This is a reblog. I had been getting increasingly steamed up on the theme that this whole independence debate pivots around the wrong topic. At its root, it is NOT about what the Scots think of Scotland: it’s about what Scots and our English cousins think of Britain. On that topic there’s a wheen of difference and an edge to debate that threatens to turn ugly.
But before I could formulate this any more subtly, I came across Derek Bateman’s blog and found he’d already written a more incisive commentary than I could have managed anyway. As the man says himself:
“The British state, no matter which party is in power, (is) self-serving and contemptuous of the people it is supposed to serve.”
In deconstructing the British state and its culture, he asks if we really want this kind of government—an oligarchic monolith that knows every answer without ever having to pose questions—perpetuating a kind of Deus-ex-St-Trinians. This cultural nomenklatura has ruled us all uninterruptedly since “rebellious Scots” were brought to heel (if not crushed) and a Nelsonian blind eye turned to lucrative slave/opium/raw goods exploitation in which Glasgow became as sordidly complicit as Liverpool or Bristol.

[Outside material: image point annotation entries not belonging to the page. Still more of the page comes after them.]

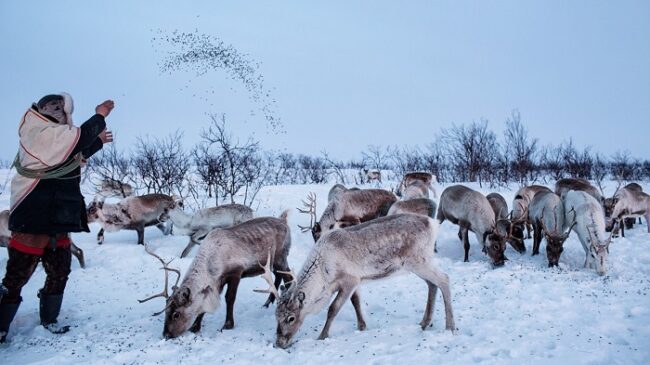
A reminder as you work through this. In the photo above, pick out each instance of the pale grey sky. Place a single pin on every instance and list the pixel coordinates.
(345, 74)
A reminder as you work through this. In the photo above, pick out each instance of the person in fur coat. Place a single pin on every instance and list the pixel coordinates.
(46, 202)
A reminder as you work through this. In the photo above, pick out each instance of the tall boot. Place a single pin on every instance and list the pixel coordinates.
(7, 313)
(50, 307)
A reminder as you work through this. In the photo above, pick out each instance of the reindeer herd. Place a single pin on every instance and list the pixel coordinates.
(361, 235)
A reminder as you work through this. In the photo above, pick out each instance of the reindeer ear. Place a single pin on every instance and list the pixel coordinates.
(301, 298)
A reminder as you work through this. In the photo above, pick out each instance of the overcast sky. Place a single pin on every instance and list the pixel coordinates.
(345, 74)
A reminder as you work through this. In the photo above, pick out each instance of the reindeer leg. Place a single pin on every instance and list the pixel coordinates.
(344, 293)
(100, 236)
(431, 300)
(537, 239)
(231, 295)
(466, 244)
(79, 254)
(140, 230)
(196, 327)
(356, 303)
(435, 277)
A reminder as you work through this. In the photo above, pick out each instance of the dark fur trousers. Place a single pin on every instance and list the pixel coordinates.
(21, 266)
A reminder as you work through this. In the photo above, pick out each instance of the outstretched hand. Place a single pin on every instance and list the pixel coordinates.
(104, 109)
(106, 136)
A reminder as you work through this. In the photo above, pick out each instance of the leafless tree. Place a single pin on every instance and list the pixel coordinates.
(113, 166)
(375, 157)
(162, 164)
(520, 149)
(337, 167)
(234, 164)
(471, 148)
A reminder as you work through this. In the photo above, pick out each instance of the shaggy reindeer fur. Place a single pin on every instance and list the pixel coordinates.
(546, 212)
(344, 259)
(563, 186)
(225, 257)
(352, 207)
(586, 211)
(199, 224)
(520, 203)
(471, 211)
(132, 213)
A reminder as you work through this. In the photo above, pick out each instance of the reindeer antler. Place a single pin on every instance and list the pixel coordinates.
(310, 206)
(167, 269)
(268, 277)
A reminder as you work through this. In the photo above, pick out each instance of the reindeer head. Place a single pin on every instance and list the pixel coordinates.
(289, 315)
(495, 246)
(514, 233)
(554, 241)
(93, 211)
(598, 252)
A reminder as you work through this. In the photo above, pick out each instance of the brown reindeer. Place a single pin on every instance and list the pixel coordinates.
(519, 215)
(353, 207)
(471, 211)
(225, 257)
(132, 213)
(504, 225)
(344, 259)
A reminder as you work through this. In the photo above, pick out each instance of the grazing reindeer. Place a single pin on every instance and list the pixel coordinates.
(309, 208)
(471, 211)
(132, 213)
(628, 203)
(563, 186)
(609, 203)
(547, 210)
(520, 203)
(422, 206)
(344, 259)
(110, 187)
(415, 190)
(372, 175)
(353, 207)
(586, 211)
(504, 225)
(5, 236)
(199, 224)
(225, 256)
(422, 177)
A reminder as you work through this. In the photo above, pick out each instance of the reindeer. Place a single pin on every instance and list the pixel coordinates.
(520, 203)
(110, 187)
(422, 182)
(504, 225)
(470, 210)
(199, 224)
(353, 207)
(5, 237)
(563, 186)
(225, 256)
(132, 213)
(372, 175)
(628, 204)
(547, 210)
(344, 259)
(583, 209)
(609, 203)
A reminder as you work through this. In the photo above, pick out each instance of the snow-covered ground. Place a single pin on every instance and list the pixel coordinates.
(521, 313)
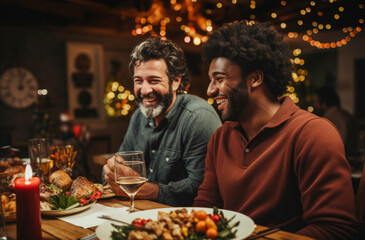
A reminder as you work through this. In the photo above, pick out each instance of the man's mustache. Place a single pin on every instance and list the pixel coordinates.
(150, 95)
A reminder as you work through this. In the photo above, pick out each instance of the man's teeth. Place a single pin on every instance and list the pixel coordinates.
(219, 101)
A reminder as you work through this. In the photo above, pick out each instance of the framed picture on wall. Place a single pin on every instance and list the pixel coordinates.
(85, 80)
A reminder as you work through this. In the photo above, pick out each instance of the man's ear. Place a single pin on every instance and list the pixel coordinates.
(175, 84)
(255, 78)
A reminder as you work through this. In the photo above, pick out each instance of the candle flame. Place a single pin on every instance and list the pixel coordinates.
(28, 172)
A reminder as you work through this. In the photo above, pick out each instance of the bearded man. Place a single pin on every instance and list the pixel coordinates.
(171, 127)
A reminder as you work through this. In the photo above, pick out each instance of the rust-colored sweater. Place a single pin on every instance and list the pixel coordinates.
(293, 169)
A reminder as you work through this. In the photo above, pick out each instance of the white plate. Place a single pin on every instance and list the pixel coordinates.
(56, 213)
(244, 229)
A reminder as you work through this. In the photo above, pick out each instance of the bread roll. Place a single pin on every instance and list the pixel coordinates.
(81, 187)
(60, 179)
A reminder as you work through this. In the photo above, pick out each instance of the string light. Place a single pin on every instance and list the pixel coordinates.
(196, 26)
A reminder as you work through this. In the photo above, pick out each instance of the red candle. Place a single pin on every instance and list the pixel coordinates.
(28, 213)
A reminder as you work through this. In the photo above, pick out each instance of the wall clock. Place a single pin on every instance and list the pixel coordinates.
(18, 87)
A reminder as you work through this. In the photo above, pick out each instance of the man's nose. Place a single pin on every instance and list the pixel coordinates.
(146, 89)
(212, 88)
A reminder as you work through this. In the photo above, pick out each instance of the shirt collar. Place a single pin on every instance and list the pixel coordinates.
(286, 110)
(169, 115)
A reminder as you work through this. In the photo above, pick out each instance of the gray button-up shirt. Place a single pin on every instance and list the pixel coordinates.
(174, 150)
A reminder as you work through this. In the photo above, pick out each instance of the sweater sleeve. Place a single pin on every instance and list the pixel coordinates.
(208, 193)
(324, 181)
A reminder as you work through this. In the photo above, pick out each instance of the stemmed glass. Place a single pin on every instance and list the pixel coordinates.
(130, 173)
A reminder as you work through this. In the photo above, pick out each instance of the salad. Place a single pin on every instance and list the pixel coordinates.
(180, 225)
(64, 201)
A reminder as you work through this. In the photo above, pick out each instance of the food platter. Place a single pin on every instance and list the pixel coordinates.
(244, 229)
(56, 213)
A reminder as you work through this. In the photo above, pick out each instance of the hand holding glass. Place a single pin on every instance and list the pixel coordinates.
(130, 173)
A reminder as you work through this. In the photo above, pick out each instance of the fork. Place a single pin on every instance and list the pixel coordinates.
(89, 237)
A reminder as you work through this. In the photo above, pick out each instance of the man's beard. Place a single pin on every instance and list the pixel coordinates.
(160, 108)
(237, 102)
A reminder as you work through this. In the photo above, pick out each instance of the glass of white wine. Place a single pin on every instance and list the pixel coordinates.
(130, 173)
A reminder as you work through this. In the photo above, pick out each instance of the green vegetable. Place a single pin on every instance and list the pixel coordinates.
(62, 201)
(225, 230)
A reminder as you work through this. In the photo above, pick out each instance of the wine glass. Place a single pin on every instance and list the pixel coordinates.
(130, 173)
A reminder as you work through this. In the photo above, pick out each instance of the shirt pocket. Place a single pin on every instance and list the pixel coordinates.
(170, 165)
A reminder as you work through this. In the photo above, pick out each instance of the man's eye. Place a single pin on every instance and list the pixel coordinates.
(219, 79)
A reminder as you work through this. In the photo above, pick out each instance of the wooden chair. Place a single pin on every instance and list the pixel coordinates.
(360, 204)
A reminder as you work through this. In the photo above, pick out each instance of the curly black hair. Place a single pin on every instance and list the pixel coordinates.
(253, 47)
(156, 48)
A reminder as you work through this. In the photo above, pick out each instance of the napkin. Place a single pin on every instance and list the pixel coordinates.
(89, 218)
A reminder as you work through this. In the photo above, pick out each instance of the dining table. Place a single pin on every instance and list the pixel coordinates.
(54, 228)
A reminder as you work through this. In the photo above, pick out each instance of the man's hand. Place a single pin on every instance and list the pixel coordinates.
(148, 190)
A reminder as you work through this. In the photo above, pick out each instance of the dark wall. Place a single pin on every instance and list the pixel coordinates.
(43, 52)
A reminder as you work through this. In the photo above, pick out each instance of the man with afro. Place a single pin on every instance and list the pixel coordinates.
(282, 166)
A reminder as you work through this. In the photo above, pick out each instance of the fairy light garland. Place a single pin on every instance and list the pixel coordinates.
(197, 27)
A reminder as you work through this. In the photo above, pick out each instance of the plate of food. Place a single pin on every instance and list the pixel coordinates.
(190, 222)
(63, 196)
(64, 212)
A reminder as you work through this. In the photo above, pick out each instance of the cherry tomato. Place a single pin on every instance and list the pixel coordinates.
(215, 218)
(211, 233)
(201, 226)
(201, 215)
(83, 201)
(95, 196)
(137, 222)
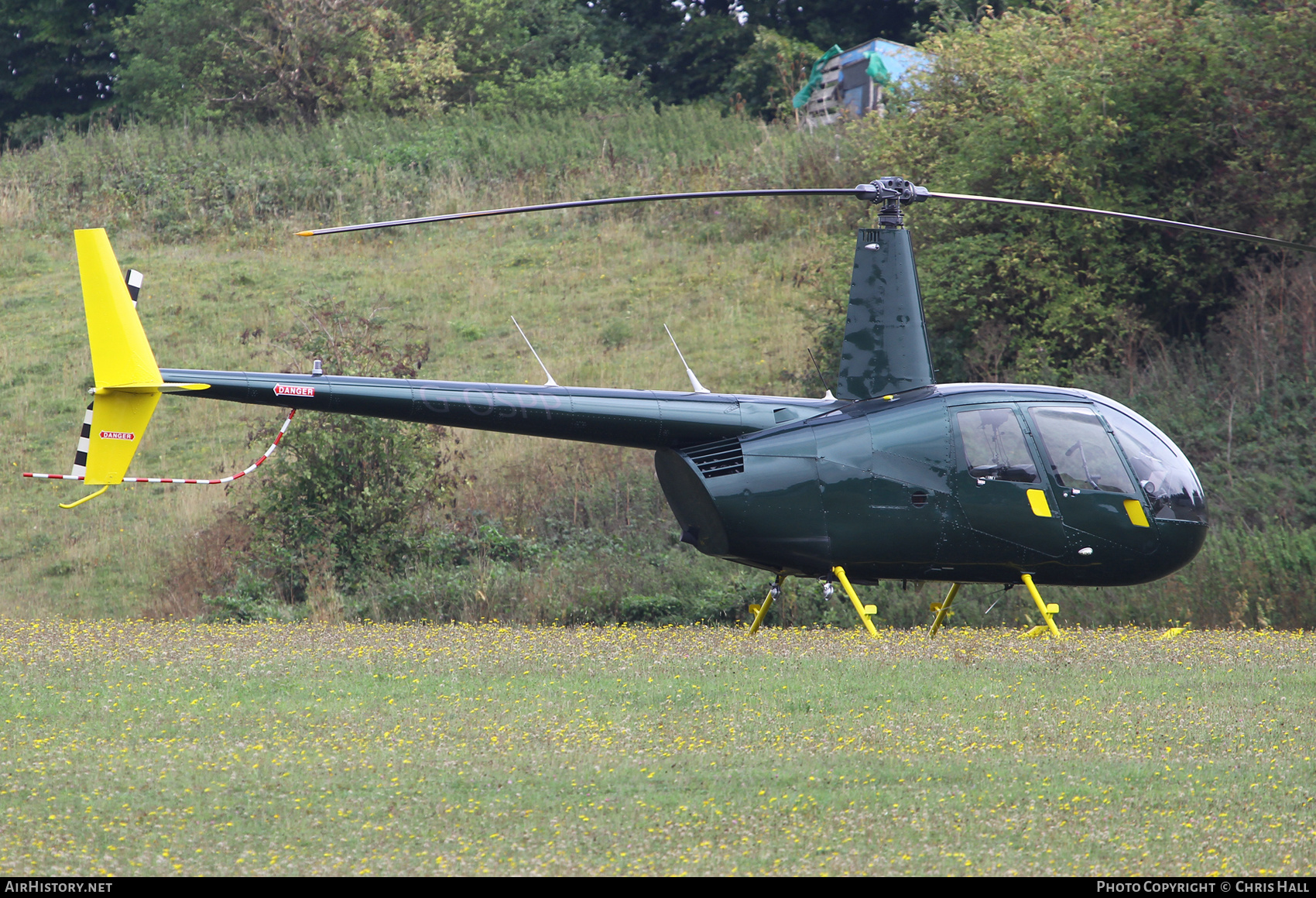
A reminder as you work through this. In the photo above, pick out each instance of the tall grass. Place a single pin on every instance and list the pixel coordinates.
(599, 541)
(180, 182)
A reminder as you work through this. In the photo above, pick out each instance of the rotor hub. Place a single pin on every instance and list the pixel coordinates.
(893, 194)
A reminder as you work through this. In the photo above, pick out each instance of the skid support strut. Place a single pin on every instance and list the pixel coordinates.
(1048, 610)
(862, 610)
(759, 612)
(943, 610)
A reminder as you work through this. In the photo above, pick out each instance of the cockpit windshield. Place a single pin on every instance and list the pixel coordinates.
(1079, 449)
(1163, 471)
(994, 447)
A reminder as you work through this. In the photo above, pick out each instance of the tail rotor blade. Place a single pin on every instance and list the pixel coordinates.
(1129, 216)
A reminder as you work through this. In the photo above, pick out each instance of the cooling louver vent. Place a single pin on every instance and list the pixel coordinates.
(719, 458)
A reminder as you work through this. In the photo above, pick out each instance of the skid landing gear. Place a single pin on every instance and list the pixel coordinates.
(759, 612)
(943, 610)
(865, 612)
(1048, 610)
(862, 610)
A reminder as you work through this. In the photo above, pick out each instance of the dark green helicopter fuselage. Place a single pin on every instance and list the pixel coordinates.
(949, 482)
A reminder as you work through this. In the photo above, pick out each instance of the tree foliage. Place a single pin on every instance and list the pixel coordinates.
(351, 498)
(280, 60)
(60, 57)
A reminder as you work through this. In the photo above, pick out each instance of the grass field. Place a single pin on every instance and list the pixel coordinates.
(594, 296)
(131, 747)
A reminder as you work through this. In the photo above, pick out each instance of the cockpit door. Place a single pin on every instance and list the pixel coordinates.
(1096, 494)
(999, 486)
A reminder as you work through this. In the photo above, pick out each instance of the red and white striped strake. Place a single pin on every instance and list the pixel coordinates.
(166, 479)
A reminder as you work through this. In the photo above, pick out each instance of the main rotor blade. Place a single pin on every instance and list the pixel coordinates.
(611, 201)
(1181, 225)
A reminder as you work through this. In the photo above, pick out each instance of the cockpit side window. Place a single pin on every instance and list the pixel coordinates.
(994, 445)
(1079, 451)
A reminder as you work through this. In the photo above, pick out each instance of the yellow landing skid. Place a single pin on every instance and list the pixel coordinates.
(1048, 610)
(943, 608)
(759, 612)
(865, 612)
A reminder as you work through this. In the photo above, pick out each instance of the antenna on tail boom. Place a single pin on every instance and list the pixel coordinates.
(550, 381)
(694, 382)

And if you think that’s old-hat tobacco baron and/or Jardine-Matheson history, ask yourself what business British gunboats had in Brunei or Persia in the fifties, Oman in the seventies, Iraq in the nineties/noughties, right up to Libya last year. If your answer doesn’t include ‘oil’ then your understanding of what really drives Westminster appears flawed.
The real question: do Scots still want to be any part of a country like that?